Epinoche

Lorsqu’un mercredi Julien est revenu de l’étang voisin où il avait l’habitude de jouer avec son ami Benoit, tenant dans sa main comme un trésor une épinoche d’un gris un peu sale qui baignait dans l’eau douteuse d’un sac en plastique, j’ai refusé catégoriquement de la prendre en charge. Nous avons versé son contenu dans un couvercle de jeu transparent aux dimensions suffisantes pour qu’il ne pas se sente pas à l’étroit et je l’ai déposé sur le balcon. Les garçons avaient l’intention de la ramener dès que possible dans son habitat d’origine .

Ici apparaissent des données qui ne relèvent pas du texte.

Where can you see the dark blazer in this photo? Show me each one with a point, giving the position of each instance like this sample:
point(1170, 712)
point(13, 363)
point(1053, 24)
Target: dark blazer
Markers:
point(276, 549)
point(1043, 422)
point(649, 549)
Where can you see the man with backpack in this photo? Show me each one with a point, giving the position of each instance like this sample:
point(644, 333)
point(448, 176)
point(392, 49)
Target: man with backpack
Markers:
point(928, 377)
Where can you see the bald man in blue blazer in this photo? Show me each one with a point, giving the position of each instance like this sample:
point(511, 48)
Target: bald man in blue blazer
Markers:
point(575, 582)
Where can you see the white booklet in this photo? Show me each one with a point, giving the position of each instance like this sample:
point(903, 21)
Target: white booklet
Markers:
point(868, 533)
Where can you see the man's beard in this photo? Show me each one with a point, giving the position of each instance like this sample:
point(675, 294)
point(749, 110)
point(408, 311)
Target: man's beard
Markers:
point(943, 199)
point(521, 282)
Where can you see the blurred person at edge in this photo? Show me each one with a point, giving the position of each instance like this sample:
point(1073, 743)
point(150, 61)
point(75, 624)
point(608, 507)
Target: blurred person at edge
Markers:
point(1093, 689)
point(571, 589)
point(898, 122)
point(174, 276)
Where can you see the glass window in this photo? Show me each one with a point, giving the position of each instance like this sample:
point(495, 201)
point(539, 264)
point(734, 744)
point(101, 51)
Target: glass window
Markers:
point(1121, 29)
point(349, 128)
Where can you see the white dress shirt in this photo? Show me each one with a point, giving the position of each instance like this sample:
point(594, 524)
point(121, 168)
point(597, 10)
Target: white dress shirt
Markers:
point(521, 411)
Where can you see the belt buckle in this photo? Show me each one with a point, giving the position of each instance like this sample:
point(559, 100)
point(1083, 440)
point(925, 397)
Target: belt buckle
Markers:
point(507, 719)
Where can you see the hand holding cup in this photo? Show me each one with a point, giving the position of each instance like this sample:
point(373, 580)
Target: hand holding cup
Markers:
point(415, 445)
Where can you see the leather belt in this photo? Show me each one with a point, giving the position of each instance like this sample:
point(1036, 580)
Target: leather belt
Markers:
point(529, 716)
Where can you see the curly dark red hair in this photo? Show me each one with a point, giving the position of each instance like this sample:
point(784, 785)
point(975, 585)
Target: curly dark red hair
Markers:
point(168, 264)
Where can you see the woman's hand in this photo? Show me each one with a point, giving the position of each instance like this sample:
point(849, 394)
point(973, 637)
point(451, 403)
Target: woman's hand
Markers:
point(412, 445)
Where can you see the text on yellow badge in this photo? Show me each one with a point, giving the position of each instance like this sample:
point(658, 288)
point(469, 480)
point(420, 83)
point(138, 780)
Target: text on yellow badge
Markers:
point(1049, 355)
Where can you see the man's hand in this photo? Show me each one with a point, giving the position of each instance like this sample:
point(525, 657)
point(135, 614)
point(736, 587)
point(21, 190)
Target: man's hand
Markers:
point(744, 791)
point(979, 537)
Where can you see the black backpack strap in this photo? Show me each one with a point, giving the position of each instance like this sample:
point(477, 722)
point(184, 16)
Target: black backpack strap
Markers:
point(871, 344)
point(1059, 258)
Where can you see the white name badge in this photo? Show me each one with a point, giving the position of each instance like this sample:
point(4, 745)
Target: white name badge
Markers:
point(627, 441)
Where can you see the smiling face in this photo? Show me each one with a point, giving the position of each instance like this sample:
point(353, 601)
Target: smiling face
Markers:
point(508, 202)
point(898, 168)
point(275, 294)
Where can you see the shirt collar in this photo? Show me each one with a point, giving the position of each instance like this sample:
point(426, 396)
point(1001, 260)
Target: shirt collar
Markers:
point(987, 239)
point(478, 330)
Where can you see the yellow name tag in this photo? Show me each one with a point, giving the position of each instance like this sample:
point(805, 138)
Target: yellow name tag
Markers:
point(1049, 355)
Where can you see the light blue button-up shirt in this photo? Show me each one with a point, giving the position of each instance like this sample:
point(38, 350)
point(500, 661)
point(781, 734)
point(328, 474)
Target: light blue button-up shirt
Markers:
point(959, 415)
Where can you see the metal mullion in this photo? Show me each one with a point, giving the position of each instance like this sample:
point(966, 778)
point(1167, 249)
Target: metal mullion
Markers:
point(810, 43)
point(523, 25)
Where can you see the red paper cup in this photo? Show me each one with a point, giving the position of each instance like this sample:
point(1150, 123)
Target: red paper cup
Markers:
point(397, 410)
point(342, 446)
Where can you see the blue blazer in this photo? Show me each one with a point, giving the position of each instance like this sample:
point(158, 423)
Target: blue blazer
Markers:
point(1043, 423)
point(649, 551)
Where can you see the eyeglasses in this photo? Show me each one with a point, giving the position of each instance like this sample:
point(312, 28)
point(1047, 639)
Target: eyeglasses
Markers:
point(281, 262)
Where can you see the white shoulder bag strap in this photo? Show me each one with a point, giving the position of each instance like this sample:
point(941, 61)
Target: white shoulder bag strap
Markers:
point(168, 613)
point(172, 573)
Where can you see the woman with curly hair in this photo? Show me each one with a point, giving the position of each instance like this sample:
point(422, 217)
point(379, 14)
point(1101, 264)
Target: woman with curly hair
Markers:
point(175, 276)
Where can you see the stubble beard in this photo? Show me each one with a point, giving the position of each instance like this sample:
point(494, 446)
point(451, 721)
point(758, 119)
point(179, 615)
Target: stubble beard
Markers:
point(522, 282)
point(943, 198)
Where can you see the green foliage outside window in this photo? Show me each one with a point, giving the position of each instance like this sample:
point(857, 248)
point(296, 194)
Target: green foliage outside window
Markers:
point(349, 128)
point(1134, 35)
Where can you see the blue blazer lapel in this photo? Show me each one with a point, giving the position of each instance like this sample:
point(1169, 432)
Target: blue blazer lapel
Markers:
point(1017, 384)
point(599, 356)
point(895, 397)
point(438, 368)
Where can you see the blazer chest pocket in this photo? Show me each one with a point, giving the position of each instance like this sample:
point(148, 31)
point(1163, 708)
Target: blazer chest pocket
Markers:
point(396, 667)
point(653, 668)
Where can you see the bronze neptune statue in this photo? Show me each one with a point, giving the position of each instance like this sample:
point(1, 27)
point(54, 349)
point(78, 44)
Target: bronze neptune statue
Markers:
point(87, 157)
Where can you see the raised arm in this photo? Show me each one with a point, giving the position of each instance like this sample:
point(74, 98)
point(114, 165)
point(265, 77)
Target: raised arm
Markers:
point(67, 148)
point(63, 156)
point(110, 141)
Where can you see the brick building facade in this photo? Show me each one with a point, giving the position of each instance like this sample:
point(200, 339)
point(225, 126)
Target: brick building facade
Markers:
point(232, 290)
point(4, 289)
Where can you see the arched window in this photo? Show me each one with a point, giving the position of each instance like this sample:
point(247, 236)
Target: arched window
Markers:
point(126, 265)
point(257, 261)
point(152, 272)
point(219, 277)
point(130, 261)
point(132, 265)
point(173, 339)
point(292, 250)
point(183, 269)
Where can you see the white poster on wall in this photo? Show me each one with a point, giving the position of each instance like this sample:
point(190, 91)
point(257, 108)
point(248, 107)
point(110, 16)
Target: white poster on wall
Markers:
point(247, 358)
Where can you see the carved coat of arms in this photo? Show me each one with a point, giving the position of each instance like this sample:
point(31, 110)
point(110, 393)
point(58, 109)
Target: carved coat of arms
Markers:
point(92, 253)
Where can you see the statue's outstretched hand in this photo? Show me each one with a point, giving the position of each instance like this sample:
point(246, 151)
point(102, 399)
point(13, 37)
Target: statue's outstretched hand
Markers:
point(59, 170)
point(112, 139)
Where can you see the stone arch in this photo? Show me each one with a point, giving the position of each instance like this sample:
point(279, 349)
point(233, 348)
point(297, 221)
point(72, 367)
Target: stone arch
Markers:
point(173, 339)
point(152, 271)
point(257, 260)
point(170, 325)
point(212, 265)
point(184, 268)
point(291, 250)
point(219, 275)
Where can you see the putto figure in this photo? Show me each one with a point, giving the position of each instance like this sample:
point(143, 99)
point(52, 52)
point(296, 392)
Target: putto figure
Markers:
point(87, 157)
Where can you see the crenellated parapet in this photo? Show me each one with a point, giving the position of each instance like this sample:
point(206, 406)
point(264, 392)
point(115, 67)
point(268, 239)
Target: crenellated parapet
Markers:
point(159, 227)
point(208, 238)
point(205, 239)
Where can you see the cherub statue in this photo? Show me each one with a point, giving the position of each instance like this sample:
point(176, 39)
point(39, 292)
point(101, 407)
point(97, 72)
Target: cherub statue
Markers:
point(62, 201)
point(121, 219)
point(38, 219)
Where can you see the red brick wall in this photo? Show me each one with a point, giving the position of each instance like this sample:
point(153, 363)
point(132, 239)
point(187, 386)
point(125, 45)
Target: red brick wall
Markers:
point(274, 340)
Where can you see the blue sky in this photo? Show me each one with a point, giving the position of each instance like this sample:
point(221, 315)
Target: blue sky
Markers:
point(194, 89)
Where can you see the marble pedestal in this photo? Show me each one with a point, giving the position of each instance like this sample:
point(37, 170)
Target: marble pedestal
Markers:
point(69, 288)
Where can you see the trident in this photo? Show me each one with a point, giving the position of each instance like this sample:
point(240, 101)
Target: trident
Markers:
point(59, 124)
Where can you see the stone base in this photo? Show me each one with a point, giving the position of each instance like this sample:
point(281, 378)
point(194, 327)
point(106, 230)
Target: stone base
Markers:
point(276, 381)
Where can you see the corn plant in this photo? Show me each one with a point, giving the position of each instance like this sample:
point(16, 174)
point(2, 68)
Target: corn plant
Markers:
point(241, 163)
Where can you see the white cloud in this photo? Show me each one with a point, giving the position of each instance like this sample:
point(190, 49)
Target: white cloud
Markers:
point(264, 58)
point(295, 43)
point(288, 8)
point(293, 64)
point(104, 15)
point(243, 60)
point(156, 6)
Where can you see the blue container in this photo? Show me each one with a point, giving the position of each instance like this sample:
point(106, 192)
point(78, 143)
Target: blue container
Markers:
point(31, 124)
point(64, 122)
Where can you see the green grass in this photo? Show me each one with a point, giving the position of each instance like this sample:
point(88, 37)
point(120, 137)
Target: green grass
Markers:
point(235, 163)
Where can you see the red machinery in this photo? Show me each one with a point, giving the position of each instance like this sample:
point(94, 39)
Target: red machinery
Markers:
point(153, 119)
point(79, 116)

Le jeudi suivant, ils avaient sport. Le suivant, ils étaient invités à un anniversaire, puis ce furent les vacances. J’avais un peu oublié l’événement lorsqu’un mois plus tard, donnant un coup de balai sur le balcon, j’aperçus la vaste boite plate recouverte d’une mousse verdâtre. L’épinoche est un animal assez ingrat, plutôt moche. Il m’a semblé dans la nature des choses que sa fin ait été à l’image de son existence périlleuse dans un étang boueux. J’avais peut-être aussi épuisé ma commisération à l’égard de la gent aquatique.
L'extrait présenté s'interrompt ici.